For all his maneuvering during the NFL draft and undrafted free agency, he hasn’t followed through on that. To date, the Bears have drafted just one quarterback in five offseasons. That, of course, being Mitch Trubisky. He’s also only signed two undrafted free agents in Shane Carden and Dalyn Williams. That was back in 2015 and 2016. Since then he has made do with a steady stream of veteran castoffs from other teams. Chase Daniel and Tyler Bray being the latest.

Ryan Pace is in an exclusive class at the moment

Pace is certainly going against the grain in this regard. Since 2015, the Bears have drafted one quarterback. Based on the results around the league, most teams have selected at least two. Many of those who did one or fewer like Atlanta, Carolina, Green Bay, New Orleans, and Seattle did so because they already have franchise passers. However, others like Miami and Tampa Bay have taken the same route as Chicago.

Is it a coincidence they find themselves among the worst teams in the league at the moment?
  • Arizona – 2
  • Atlanta – 0 (Matt Ryan)
  • Baltimore – 2
  • Buffalo – 3
  • Carolina – 1 (Cam Newton)
  • Cincinnati – 2
  • Cleveland – 3
  • Dallas – 2
  • Denver – 4
  • Detroit – 2
  • Green Bay – 1 (Aaron Rodgers)
  • Houston – 1 (Deshaun Watson)
  • Indianapolis – 0 (Andrew Luck)
  • Jacksonville – 3
  • Kansas City Chiefs – 2
  • Los Angeles – 1 (Philip Rivers)
  • Los Angeles – 2
  • Miami – 1
  • Minnesota – 0
  • New England – 3
  • New Orleans – 1 (Drew Brees)
  • New York Giants – 3
  • New York Jets – 3
  • Oakland – 1 (Derek Carr)
  • Philadelphia – 2
  • Pittsburgh – 2
  • San Francisco – 2
  • Seattle – 1 (Russell Wilson)
  • Tampa Bay – 1
  • Tennessee – 2
  • Washington – 2

Most of the QB problems for teams are solved by 1st round picks, but there is a benefit to taking swings even in the later rounds. Dallas scored Dak Prescott in the 4th in 2016. It appears Jacksonville may have hit the lottery with Gardner Minshew in the 6th this year.

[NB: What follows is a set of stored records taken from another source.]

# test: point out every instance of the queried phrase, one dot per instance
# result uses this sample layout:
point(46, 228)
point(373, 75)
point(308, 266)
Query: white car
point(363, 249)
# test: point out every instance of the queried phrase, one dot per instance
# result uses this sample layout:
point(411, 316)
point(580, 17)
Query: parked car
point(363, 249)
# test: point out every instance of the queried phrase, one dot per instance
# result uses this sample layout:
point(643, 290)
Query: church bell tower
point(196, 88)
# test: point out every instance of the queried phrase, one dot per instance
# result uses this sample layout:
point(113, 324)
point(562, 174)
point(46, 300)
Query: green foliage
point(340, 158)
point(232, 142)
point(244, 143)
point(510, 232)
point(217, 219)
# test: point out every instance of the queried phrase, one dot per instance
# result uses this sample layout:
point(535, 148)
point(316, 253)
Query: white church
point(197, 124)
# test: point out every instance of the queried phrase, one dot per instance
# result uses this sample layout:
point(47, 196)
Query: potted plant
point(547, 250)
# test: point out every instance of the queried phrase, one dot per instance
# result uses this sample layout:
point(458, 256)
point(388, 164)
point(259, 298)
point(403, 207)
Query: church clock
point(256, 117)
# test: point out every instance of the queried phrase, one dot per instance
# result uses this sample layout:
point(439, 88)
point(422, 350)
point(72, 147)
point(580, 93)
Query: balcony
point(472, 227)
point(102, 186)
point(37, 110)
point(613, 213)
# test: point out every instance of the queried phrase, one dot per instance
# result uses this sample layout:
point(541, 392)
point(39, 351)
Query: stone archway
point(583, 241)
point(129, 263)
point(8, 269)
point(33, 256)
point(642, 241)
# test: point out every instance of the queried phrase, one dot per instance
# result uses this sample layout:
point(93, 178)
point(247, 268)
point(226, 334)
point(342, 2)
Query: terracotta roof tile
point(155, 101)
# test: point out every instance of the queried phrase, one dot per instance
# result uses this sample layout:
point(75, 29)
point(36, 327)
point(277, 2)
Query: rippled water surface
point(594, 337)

New England grabbed Jacoby Brissett in the 3rd round and he’s developing into a quality starter for Indianapolis. The saying goes, “You miss 100% of the shots you don’t take.”

It’s uncertain if Pace has simply been gun shy about taking the position or if he is so focused on other areas of the roster that he just can’t be bothered. He remains firmly behind Trubisky, which is no surprise. Still, it’s hard to imagine the GM can continue to avoid quarterback going into 2020. Whether it’s Trubisky or the backup spots, fresh blood is needed. Until that position is solved, he has no excuse to neglect it.

Otherwise, he’ll end up like every other GM in the past 30 years. Lamenting a great roster wasted on quarterbacks unequal to the task.